TT: Artificial insemination . . .

SG: Yes, she donated an egg.

MO: Even in a situation like that, I know that I would exhibit my will for power in one way or another. I am a helplessly meddlesome person.

SG: For my student, it was a way to get money. Very simple.

LM: There are two more things that we would like to ask. One has to do with the style of "Mental Female." I haven't been able to read your other works, but at least, as for this book, the style. . . it was very disjointed, there is a fragmentation. To what extent do you think your writing has been influenced by other media, like television or the movies. Have these had an effect on your approach to style?

MO: Of course, television was there since I was born. I have been greatly influenced by visual effects of television and film. But I do want my works to be different from movies. I use words and I have a reason for it. I like to experiment with language. For example I love puns. I'm aware of the visual impact in my works but at the same time, I enjoy literary and linguistic experiments. There are certain things that can be done only through fiction. That is what I want to explore. I don't want my works to be an imitation of the visual media.

On the other hand, I am a radical neophilia. I have set up a homepage on the Internet. I have also written a script for a Nintendo television-game. I am also ambitious to incorporate hypertextual methods.

LM: Okay, the last and rather standard question. Are there any other contemporary writers, either Japanese or not, either SF writers or non-SF writers that you especially admire or feel affinities with?

MO: As far as SF authors are concerned, I like Goro Masaki. Other favorite writers of mine are Kazuko Saegusa, Yoriko Shono and Rieko Matsuura.

MK: Finally, as a way of supporting the answer that was given to the question asking about Ohara background, I should point out that her specialty in university was psychology. She graduated from Sacred Heart University, which is a Catholic school.

MO: Yes, but first, there was "me"--that is, the identity of myself came first, and only later did I become assimilated into psychology, or Christianity. This logic is applicable to my obsession with monsters, K/S fiction, SF, personal computers, Internet and other things I have been fascinated with.

TT: Yoriko Shono also said the same thing. She said her own identity and subjectivity came first . . . it was the one and only standard.

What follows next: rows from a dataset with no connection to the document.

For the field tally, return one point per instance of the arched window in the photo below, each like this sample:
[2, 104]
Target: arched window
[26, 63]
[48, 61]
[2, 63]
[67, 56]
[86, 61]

LM: Have you ever been tempted to write non-SF or nongenre work?MO: What I have long been conscious of is the notion of avant-garde. To me, SF is the greatest form of avant-garde. Recently, however, I feel like writing standard, hard-core SF novels without gaudy gadgets. I want my novels to be read not only by SF fans but also by other kinds of reader. But of course, since I am a SF writer basically, I cannot live without the twister of imagination.